• NOW LIVE! Into the Woods--new character species, eerie monsters, and haunting villains to populate the woodlands of your D&D games.

What is the deal with the ending of DCC#48 ("Vale of the Indus")?

Noumenon

First Post
I am prepping the adventure "Vale of the Indus" from Goodman Games "The Adventure Continues" because it got a good review here. It's been fun to anticipate through the first four boss monsters, but there are two things I don't get about the very last encounter. (Spoilers) One is a typo, and the other is what an encounter with a monk cleric ghoul, monk zombies, and a fickle shield guardian is actually supposed to be about.

The typo goes like this:

The Shield Guardian at the end is supposed to pass between Initiate Baldev and the party on a 1d6 roll, with a 1 always going to Baldev and a 6 always going to the party. (I'm using a token with a six-armed statue of Kali and describing the arms controlled by Baldev as being covered with dirt over the gold.) The text says

For each temple cleansed and curse broken, their chance of controlling the avatar increases by 18% or 1 in 6. If the party {cleansed all four shrines} then they could conceivably control the avatar on a 4-6 on 1d6.

If they each increase by 1 in 6 shouldn't cleansing four shrines give it to them on a 2-6? But it seems like the encounter would be more interesting if the enemy controlled the guardian on a 1-3 instead of just a 1.

I'll post my other thing later, I'm at work.
 
Last edited:

log in or register to remove this ad

If they each increase by 1 in 6 shouldn't cleansing four shrines give it to them on a 2-6? But it seems like the encounter would be more interesting if the enemy controlled the guardian on a 1-3 instead of just a 1.

Actually 3-6. Four chances out of six are 3, 4, 5, 6.
 

Okay now, this is the more interesting bit. I can't tell from the description what kind of battle the author intended the final encounter to be. The boss, Baldev, is a Lv 4 Cleric/Lv 2 monk ghoul. At the beginning of the encounter it says he raises all slain monks as zombies, and at the end he goes downstairs and looks to the shield guardian to save him. His equipment is a cloak of Charisma, a toga of Charisma, and sandals of striding and springing.

I guess the part I don't get is the monk bit. Why would you want Stunning Fist if you have a ghoul's paralysis ability? Why would you want unarmed strike if you can deliver touch spells? Why would a monk/cleric pump their Charisma, instead of their Wisdom?

Pumping Charisma helps the saving throws on the ghouls' ability, and I suppose it would help with checks to control undead. He also has desecrate. That makes me think the zombie monks are supposed to be an important part of the encounter. But the encounter is based in a 30x30 room, and the zombies are outside.

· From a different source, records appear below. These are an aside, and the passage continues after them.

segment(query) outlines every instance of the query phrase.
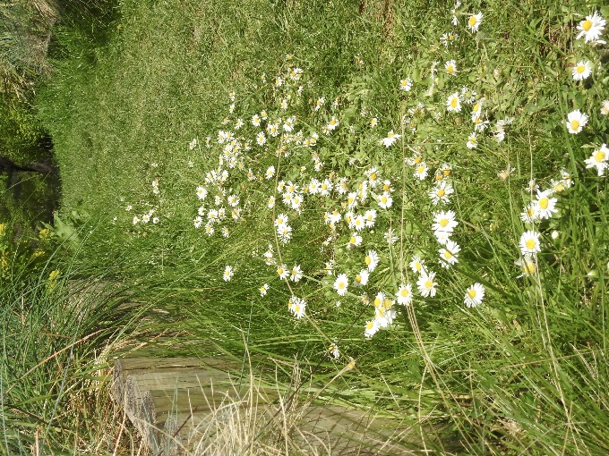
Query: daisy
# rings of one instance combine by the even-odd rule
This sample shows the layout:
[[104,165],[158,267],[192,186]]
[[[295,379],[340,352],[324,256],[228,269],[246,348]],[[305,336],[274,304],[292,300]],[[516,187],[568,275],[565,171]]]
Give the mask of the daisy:
[[579,109],[571,111],[567,115],[567,129],[570,133],[579,133],[586,126],[586,123],[588,123],[588,115],[579,112]]
[[476,283],[466,291],[463,301],[467,307],[475,308],[482,304],[484,297],[485,287],[483,287],[482,284]]
[[427,177],[427,164],[425,162],[417,164],[412,175],[421,181],[425,181],[425,177]]
[[578,62],[573,67],[572,75],[575,80],[584,80],[591,72],[592,65],[590,64],[590,62],[582,60],[581,62]]
[[358,247],[362,245],[362,241],[363,241],[362,236],[360,236],[356,232],[352,232],[351,237],[349,238],[347,247]]
[[410,283],[401,284],[398,292],[398,304],[408,306],[412,302],[412,285]]
[[374,250],[368,250],[365,254],[365,258],[364,258],[366,267],[369,272],[373,272],[379,264],[379,255]]
[[474,106],[472,107],[472,118],[473,117],[480,117],[482,114],[482,105],[484,103],[484,99],[479,99],[476,103],[474,103]]
[[304,316],[304,309],[306,308],[306,301],[300,298],[292,299],[292,312],[294,317],[300,319]]
[[606,144],[603,144],[601,148],[592,152],[592,155],[585,163],[587,168],[596,168],[598,175],[602,176],[605,170],[609,167],[609,148],[607,148]]
[[479,12],[477,14],[473,14],[472,16],[469,17],[467,20],[467,28],[471,31],[478,31],[478,28],[480,27],[480,24],[482,23],[482,12]]
[[537,191],[537,199],[533,202],[536,207],[537,216],[539,218],[550,218],[553,214],[558,212],[556,209],[555,198],[550,198],[552,195],[552,190],[546,190],[544,191]]
[[428,296],[433,298],[435,296],[435,286],[437,283],[433,282],[434,277],[435,273],[424,272],[416,281],[416,286],[418,287],[419,293],[424,298],[427,298]]
[[284,280],[287,278],[287,269],[286,268],[286,265],[281,265],[279,267],[277,268],[277,274],[279,274],[279,279]]
[[365,221],[365,225],[368,228],[373,228],[374,226],[374,221],[376,220],[376,211],[374,209],[369,209],[364,214],[364,220]]
[[412,89],[412,80],[410,78],[406,78],[399,81],[399,89],[405,92],[409,92]]
[[336,290],[336,292],[339,293],[339,295],[345,296],[348,284],[349,283],[348,279],[347,278],[347,274],[340,274],[334,282],[334,290]]
[[366,322],[364,327],[364,335],[368,339],[372,338],[376,333],[378,333],[380,329],[376,320],[370,320],[369,322]]
[[440,249],[440,260],[442,267],[449,268],[452,265],[459,263],[458,253],[461,251],[461,248],[454,241],[448,240],[445,247]]
[[455,220],[455,213],[453,211],[440,211],[433,214],[433,224],[432,225],[432,229],[436,233],[451,233],[458,224],[459,222]]
[[382,237],[385,239],[387,243],[390,245],[395,244],[399,239],[393,233],[393,230],[391,230],[390,228],[384,232]]
[[609,100],[603,100],[601,105],[601,114],[603,115],[609,114]]
[[279,226],[277,228],[277,235],[279,237],[282,244],[287,244],[292,239],[292,227],[287,224]]
[[452,194],[454,190],[452,190],[452,185],[450,185],[446,181],[440,181],[435,184],[433,189],[429,192],[429,198],[434,206],[436,206],[441,201],[442,203],[449,202],[449,195]]
[[451,113],[459,113],[461,110],[461,100],[459,98],[458,92],[449,96],[449,98],[446,100],[446,109]]
[[454,76],[457,74],[457,63],[455,63],[454,60],[449,60],[445,64],[444,64],[444,70],[446,70],[446,72],[451,76]]
[[387,132],[387,138],[383,138],[381,139],[381,143],[385,146],[385,148],[389,148],[390,146],[393,145],[398,139],[399,139],[402,137],[402,135],[399,135],[398,133],[394,133],[393,130],[390,130]]
[[523,255],[528,253],[535,254],[538,251],[541,251],[541,247],[539,245],[539,236],[540,234],[537,232],[532,230],[522,233],[522,236],[520,236],[519,246],[520,251]]
[[425,264],[425,260],[421,259],[421,257],[418,255],[415,255],[412,258],[412,260],[410,261],[410,264],[408,265],[410,266],[410,269],[412,269],[412,272],[415,274],[424,274],[425,272],[425,268],[423,266]]
[[383,209],[389,209],[391,207],[391,204],[393,203],[393,198],[391,198],[391,195],[389,194],[387,191],[383,191],[382,195],[379,196],[378,198],[379,207]]
[[340,122],[339,122],[339,119],[332,116],[332,118],[328,122],[328,125],[326,125],[326,126],[328,127],[328,130],[330,130],[331,131],[335,130],[339,124],[340,124]]
[[368,283],[368,279],[370,278],[370,274],[366,269],[362,269],[354,279],[353,283],[357,286],[364,286]]
[[603,19],[603,16],[597,12],[595,12],[594,14],[586,16],[586,20],[579,22],[578,30],[580,31],[575,38],[579,39],[581,37],[584,37],[584,41],[586,43],[588,41],[601,42],[598,38],[600,38],[605,24],[606,21]]
[[303,271],[300,269],[299,265],[296,265],[292,268],[292,274],[289,278],[292,282],[298,282],[303,278]]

And then there's the shield guardian -- he's supposed to flee to it after he loses only 20 hp. So the zombie encounter must not be that important after all. After that it'll just be him and his monk abilities. I dunno what to do with this guy. I'd like to make him into more of a monk-cleric who can deliver touch spells while striking, or something. But I'm still not sure exactly how the author envisioned him working.
 

Actually 3-6. Four chances out of six are 3, 4, 5, 6.

I think that's the chance I'm going to give them. The module says they always control it on a 6 no matter what, but I'll have that apply only if they go straight to the end and don't cleanse any of the shrines (they need to have a chance to control it as a clue to what to do). 3-6 seems like a nice reward without giving them nearly complete control of it.

Regarding the monk thing, one annoying thing is that there's really no reason why there should be dead monks for him to turn into zombies. The module says they attack, but it doesn't say they're corrupted or why they serve Baldev. If they lived there before, I don't know why they didn't protest the shrines being corrupted. Oh well, fighting tons of monks is fun.
 

I forgot to mention that there are all kinds of monk weapons hanging on the walls which he is supposed to be grabbing, using, or throwing. With his two monk levels, and when he has a ghoul's paralyzing touch.

I almost wonder if I could find the author of this module's e-mail and ask him why? What was his design goal that he needed those two levels of cleric spells, why use a ghoul as the base and not a human who could have more monk levels, why?

I think I'm going to rebuild him from scratch as a monk/cleric because I just can't figure out how to play him as written.